The premise of “Chatter” makes for less than ideal acting conditions, yet Smith and Khan turn in terrific authenticity.  Despite being on separate cameras and having to act opposite each other through monitors, their reactions read as real, and that connection makes their plight frightening when bumps in the night threaten to disturb more than sleep.

Speaking of authenticity, of the countless complaints leveled against “found footage,” one pertains to fiction versus fact between cameras used onscreen and cameras used for actual filming.  Depict a character holding an early generation iPhone, but shoot the scene with a $15,000 4k camera, and watch entitled cinema nerds wag a finger at the discrepancy.

“Chatter” makes a case for why such cheats are necessary.  To state it simply and without eloquence, a picture-in-picture Skype chat shot over webcam looks like sh*t on a big screen.  We’re talking big blocks of pixilated artifacts, not the kind of digital noise added for effect.  The look might accurately represent realistic conditions, but as a theater experience, “Chatter” is undeniably ugly.

That criticism might be neither here nor there.  “Chatter” is a microbudget thriller destined to be seen almost exclusively in homes anyway, where its aesthetic is less of a distraction and perhaps even an enhancement to the scares.  “Chatter” features plenty of fuzzy frights and “what was that?” creeps which, at a reduced size in particular, have an infectious way of making David and Laura’s paranormal home invasion feel all the more harrowing.

Ideally, this review would end right here.  “Chatter” could go home with a higher rating and readers could have a recommendation for an entertaining, though unessential, “found footage” chiller.  But everything above does not encompass everything “Chatter” includes.

“Chatter” is discontent to settle for a slight edge in the subgenre by being one of a few computer-framed first-person horror films.  So in lengthening his 2011 short film “Anna,” co-writer/director Matthew Solomon goes further by tacking on wraparound segments featuring lone Homeland Security agent Martin Takagi, who sits in a seat and silently watches David and Laura’s cursed drama unfold as an eavesdropping government goon snooping for his own amusement.

Labeling these segments as unnecessary undersells how horribly out of place the agent’s scenes are.  Unsurprisingly filmed in one day, since he always wears the same blue shirt and vest despite the progression of days in the story, Martin’s repeated insertions into the narrative are the equivalent of a lead boot on a brake pedal.

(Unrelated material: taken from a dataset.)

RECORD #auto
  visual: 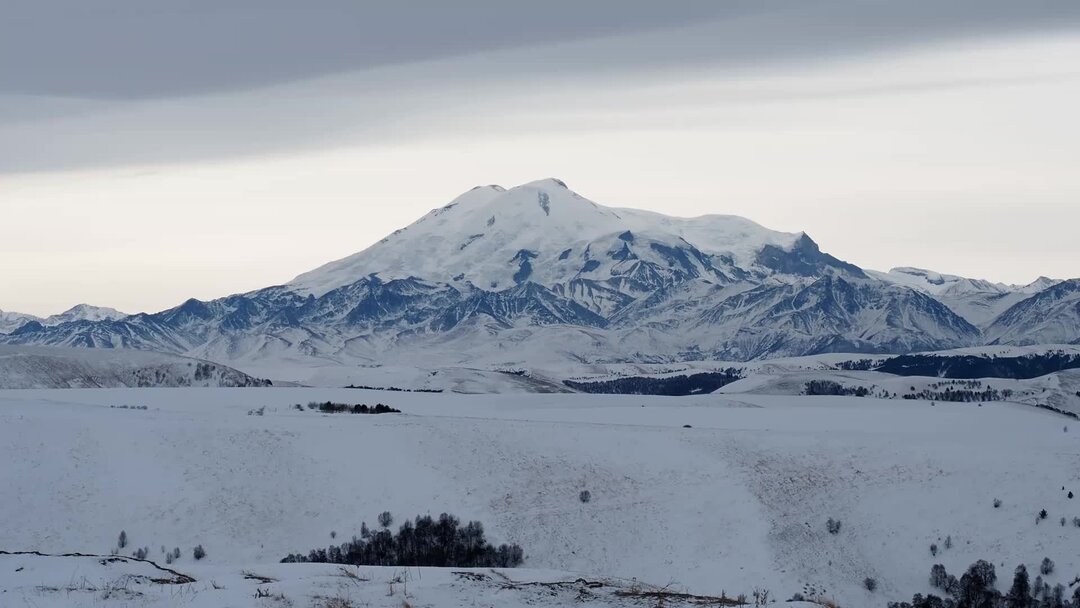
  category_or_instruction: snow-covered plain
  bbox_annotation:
[0,388,1080,608]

Martin impacts the story in no way at all, not even peripherally.  He isn’t even a character.  Martin has no arc of his own, never interacts with primary personalities, and functions exclusively as a set of empty eyes mirroring what the viewer is already doing.  The pointlessness is so painfully obvious that there are legitimate questions to be asked regarding why anyone opted to keep these meaningless moments in the movie.

With an already short runtime, smart money suggests that David and Laura’s arc never had the legs to take the film to feature length.  That would also explain why Richard Hatch of “Battlestar Galactica” and Alison Haislip appear in an equally pointless prelude.  Name-recognition aside, Hatch and Haislip’s inclusion makes even less sense retroactively once the backstory factors in, removing their brief scene so far from the main narrative that it may as well have come from a different project.  Maybe it did.

“Chatter” is two-thirds of a respectable effort mauled by an additional third of valueless content.  Likable leads and effective fleeting shadow spooks initially lean it in a favorable direction.  Then a superfluous framing device chewing at chapter breaks leans it right back the wrong way, preventing the movie from attracting as many interested eyes as it could have.

NOTE: There is a post-credits scene.